Drug Safety Oversight Board Meeting, January 16, 2014
The following Drug Safety Communications (DSCs) have posted since the November 21, 2013 DSB meeting:
- November 25, 2013: Rosiglitazone-containing medications – FDA has determined that recent data for rosiglitazone-containing drugs, such as Avandia, Avandamet, Avandaryl, and generics, do not show an increased risk of heart attack compared to the standard type 2 diabetes medicines metformin and sulfonylurea. As a result, we are requiring removal of the prescribing and dispensing restrictions for rosiglitazone medicines that were put in place in 2010. This decision is based on our review of data from a large, long-term clinical trial and is supported by a comprehensive, outside, expert re-evaluation of the data conducted by the Duke Clinical Research Institute (DCRI).
- December 3, 2013: Onfi (clobazam) - FDA is warning the public that the anti-seizure drug Onfi can cause rare but serious skin reactions that can result in permanent harm and death. FDA has approved changes to the Onfi drug label and the patient Medication Guide to describe the risk of these serious skin reactions. Patients taking Onfi should seek immediate medical treatment if they develop a rash, blistering or peeling of the skin, sores in the mouth, or hives. Health care professionals should discontinue use of Onfi and consider an alternate therapy at the first sign of rash, unless it is clearly not drug-related.
- December 17, 2013: Methylphenidate ADHD products - FDA is warning that methylphenidate products, one type of stimulant drug used to treat attention deficit hyperactivity disorder (ADHD), may in rare instances cause prolonged and sometimes painful erections known as priapism. FDA continues to monitor the safety of drugs after they are approved, and, based on a recent review of methylphenidate products, has updated the drug labels and patient Medication Guides to include information about the rare but serious risk of priapism. Patients who take methylphenidate and develop erections lasting longer than four hours should seek immediate medical treatment to prevent long-term problems with the penis. If not treated right away, priapism can lead to permanent damage to the penis.
- December 20, 2013: Iclusig (ponatinib) – FDA issued a DSC update concerning the marketing resumption of the leukemia drug Iclusig. FDA is requiring several new safety measures for the leukemia drug Iclusig (ponatinib) to address the risk of life-threatening blood clots and severe narrowing of blood vessels. Once these new safety measures are in place, the manufacturer of Iclusig is expected to resume marketing to appropriate patients. The required safety measures involve label changes to narrow the indication, provide additional warnings and precautions about the risk of blood clots and severe narrowing of blood vessels, revise recommendations about dosage and administration of Iclusig, and update the patient Medication Guide. FDA is also requiring a risk evaluation and mitigation strategy (REMS). In addition, the manufacturer of Iclusig, ARIAD Pharmaceuticals, must conduct postmarket investigations to further characterize the drug’s safety and dosing.

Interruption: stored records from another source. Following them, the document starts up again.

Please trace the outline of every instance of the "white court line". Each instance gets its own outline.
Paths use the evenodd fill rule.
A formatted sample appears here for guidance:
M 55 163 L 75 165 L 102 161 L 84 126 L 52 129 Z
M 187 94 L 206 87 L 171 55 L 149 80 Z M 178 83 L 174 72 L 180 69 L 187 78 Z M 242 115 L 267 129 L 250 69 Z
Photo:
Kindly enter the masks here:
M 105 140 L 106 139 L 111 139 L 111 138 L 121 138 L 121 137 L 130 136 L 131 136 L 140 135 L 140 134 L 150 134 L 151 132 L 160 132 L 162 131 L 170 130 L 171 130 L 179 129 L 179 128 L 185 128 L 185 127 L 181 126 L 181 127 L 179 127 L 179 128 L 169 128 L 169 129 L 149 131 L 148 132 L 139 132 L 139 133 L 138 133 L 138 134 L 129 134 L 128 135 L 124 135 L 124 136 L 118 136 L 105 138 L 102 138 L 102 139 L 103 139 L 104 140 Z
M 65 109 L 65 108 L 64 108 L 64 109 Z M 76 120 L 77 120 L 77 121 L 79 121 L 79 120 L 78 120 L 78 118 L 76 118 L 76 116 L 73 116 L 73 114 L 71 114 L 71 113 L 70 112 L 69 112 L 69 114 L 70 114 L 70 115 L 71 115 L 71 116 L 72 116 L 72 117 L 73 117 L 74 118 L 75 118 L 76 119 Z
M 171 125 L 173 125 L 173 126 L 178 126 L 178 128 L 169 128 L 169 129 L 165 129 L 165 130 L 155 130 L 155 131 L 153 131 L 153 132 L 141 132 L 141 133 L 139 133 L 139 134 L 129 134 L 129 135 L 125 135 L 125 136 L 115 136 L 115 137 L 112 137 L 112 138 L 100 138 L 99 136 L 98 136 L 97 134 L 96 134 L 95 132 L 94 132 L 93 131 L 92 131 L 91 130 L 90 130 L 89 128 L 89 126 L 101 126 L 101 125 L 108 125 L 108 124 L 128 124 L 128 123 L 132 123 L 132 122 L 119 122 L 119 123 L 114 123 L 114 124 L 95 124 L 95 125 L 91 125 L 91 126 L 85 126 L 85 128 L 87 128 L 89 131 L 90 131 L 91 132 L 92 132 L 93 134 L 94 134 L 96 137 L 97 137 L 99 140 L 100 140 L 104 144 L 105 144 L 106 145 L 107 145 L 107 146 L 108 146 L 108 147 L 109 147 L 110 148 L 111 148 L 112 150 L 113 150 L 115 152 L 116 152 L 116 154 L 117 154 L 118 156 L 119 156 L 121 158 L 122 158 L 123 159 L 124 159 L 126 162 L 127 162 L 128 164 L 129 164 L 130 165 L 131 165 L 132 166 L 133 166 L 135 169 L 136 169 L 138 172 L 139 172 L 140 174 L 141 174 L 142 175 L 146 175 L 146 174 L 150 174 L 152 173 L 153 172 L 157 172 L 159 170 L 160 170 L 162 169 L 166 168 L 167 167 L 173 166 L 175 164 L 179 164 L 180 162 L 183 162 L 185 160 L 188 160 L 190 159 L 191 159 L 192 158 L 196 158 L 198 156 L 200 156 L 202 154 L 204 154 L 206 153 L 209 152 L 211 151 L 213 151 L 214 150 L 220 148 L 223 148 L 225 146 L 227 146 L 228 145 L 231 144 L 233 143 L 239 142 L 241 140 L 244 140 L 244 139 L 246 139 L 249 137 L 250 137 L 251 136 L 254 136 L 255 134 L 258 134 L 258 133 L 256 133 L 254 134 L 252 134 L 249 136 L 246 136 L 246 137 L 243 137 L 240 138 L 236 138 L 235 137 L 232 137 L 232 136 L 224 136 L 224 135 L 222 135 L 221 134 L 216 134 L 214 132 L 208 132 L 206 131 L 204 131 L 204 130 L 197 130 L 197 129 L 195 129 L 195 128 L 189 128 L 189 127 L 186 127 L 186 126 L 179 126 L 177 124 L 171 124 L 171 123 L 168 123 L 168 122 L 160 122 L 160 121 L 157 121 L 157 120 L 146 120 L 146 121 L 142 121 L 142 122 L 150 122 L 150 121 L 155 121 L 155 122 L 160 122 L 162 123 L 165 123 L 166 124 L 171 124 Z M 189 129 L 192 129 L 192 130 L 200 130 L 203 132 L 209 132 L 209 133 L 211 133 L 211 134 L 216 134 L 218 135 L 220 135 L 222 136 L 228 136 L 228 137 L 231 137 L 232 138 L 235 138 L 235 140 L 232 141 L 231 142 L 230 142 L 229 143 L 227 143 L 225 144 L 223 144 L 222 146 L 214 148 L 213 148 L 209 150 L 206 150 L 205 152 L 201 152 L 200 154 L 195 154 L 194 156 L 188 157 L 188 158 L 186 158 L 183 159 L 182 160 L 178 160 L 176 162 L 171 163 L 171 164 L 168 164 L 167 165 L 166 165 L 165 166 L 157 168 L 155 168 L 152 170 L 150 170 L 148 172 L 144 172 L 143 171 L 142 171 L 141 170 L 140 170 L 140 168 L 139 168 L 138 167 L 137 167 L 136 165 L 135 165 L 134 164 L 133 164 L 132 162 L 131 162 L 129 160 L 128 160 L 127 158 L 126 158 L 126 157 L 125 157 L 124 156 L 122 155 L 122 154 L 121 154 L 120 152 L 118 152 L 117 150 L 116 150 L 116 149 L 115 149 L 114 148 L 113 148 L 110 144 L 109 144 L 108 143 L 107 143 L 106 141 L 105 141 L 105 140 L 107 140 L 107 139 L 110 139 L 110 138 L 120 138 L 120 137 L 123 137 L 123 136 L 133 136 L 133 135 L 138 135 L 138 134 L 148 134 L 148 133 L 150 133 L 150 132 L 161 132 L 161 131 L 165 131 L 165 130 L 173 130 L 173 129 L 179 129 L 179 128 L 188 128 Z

- January 8, 2014: OTC Sodium Phosphate products – FDA is warning that using more than one dose in 24 hours of over-the-counter (OTC) sodium phosphate drugs to treat constipation can cause rare but serious harm to the kidneys and heart, and even death. OTC sodium phosphate drug products include oral solutions taken by mouth and enemas used rectally. Health care professionals should use caution when recommending an oral dose of these products for children 5 years and younger. The rectal form of these products should never be given to children younger than 2 years. FDA has become aware of reports of severe dehydration and changes in the levels of serum electrolytes from taking more than the recommended dose of OTC sodium phosphate products, resulting in serious adverse effects on organs, such as the kidneys and heart, and in some cases resulting in death. These serum electrolytes include calcium, sodium and phosphate. According to the reports, most cases of serious harm occurred with a single dose of sodium phosphate that was larger than recommended or with more than one dose in a day.
The DSB heard opening remarks from the CDER Center Director and discussed three topics:
Janet Woodcock, CDER Center Director, addressed the Board to thank them for the feedback provided on a myriad of CDER issues and challenges in 2013.
Jane Axelrad, Associate Director for Policy, CDER, and the Agency lead on pharmacy compounding, provided an update to the DSB concerning the recent passage of the pharmacy compounding legislation and its implementation.
Virginia Torrise, Deputy Chief Consultant, Professional Practice, Pharmacy Benefits Management Services, Office of Patient Care Services, VHA, presented Outsourcing Compounded Sterile Products (CSP): A VA Review.
Theresa Toigo, Associate Director for Drug Safety Operations, CDER discussed the DSB Evaluation Project and the proposed DSB Mission Statement.
Views expressed by non-CDER employees are those of the individual and not necessarily the opinion of their respective federal agency or institution.